Ей потребовалось время — и немалое — после разрыва с Хауденом, чтобы привыкнуть к мысли об одиночестве и приспособиться к одинокому образу жизни. Но скромная решать личные дела самостоятельно, она устроил свою жизнь так, что чувствовала себя довольной, уравновешенной и преуспевающей.

Сейчас Милли не завидовала, как бывало когда-то, своим подругам, нашедшим опору в мужьях, пропахших табаком, и счастье в ползающих по полу ребятишках. И чем чаще она наблюдала за ними, тем более скучной и однообразной казалась ей их жизнь в сравнении с собственной независимостью и свободой.

Вопрос стоял так: были ли ее чувства к Брайену Ричардсону сильнее привязанности к привычной устоявшейся жизни?

Открыв дверцу платяного шкафа, Милли постояла, размышляя, что надеть. Помнится, в канун Рождества Брайен отметил, что она выглядит очень аппетитной в брючках... Она выбрала ярко-зеленые дамские брюки и, покопавшись в ящиках гардероба, отыскала открытую блузку. Когда она натянула на себя брюки и надела блузку, а босые ноги сунула в изящные белые босоножки, было уже десять минут восьмого. Ей оставалось сделать на лице легкий макияж, который она носила в любое время дня, и можно было считать, что она готова.

Она провела пальцами по волосам, затем решила, что лучше все-таки причесаться, и поспешила в ванную. Смотрясь в зеркало, она сказала себе: мне не о чем, абсолютно не о чем тревожиться. Если честно, я могла бы полюбить Брайена, а может быть, уже его люблю. Но Брайен — как тот журавль в небе, которого руками не достать. Так что вопрос исчерпан.

И все-таки вопрос остается, билась в ее мозгу мысль. Что будет с ней потом, когда они расстанутся, когда опять наступит одиночество?

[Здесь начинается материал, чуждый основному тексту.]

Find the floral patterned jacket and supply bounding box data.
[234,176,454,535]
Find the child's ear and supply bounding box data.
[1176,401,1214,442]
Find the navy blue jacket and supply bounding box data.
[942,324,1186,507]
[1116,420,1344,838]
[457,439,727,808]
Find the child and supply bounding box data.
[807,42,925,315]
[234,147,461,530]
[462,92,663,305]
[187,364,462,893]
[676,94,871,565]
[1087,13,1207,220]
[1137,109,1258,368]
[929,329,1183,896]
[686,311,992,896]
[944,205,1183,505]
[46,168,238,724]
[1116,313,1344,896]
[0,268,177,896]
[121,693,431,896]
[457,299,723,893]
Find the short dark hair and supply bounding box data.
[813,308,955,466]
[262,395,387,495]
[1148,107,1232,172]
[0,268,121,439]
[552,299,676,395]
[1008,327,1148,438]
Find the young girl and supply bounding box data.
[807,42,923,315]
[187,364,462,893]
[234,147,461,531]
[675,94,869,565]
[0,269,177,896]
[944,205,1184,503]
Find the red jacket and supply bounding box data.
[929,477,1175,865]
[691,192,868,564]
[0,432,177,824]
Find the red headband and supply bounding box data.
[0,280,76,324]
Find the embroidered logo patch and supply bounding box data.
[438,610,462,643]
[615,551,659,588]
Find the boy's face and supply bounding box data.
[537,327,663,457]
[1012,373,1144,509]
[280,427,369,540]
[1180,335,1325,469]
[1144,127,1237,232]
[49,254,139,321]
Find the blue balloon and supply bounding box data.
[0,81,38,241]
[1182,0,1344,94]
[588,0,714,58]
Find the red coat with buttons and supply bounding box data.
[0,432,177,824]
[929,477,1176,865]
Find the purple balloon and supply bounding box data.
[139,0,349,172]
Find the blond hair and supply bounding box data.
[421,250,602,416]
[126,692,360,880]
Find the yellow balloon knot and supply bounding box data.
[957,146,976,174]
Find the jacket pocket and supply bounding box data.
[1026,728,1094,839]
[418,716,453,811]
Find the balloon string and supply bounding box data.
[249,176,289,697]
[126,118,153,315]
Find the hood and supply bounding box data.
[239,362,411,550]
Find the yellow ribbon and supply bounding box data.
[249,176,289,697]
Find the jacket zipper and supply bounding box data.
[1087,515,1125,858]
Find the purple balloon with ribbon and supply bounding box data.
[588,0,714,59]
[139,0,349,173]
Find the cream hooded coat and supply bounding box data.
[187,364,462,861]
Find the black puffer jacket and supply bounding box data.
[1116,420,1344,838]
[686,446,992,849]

Милли замерла в неподвижности, вспомнив, как это все было девять лет назад — пустые дни, унылые ночи, долгая череда безутешных недель... Она громко сказала себе: «Нет, второй раз я такого не переживу». И про себя добавила: «Так не покончить ли с этим сегодня?»

Она все еще стояла в раздумье, когда в дверях прозвенел звонок.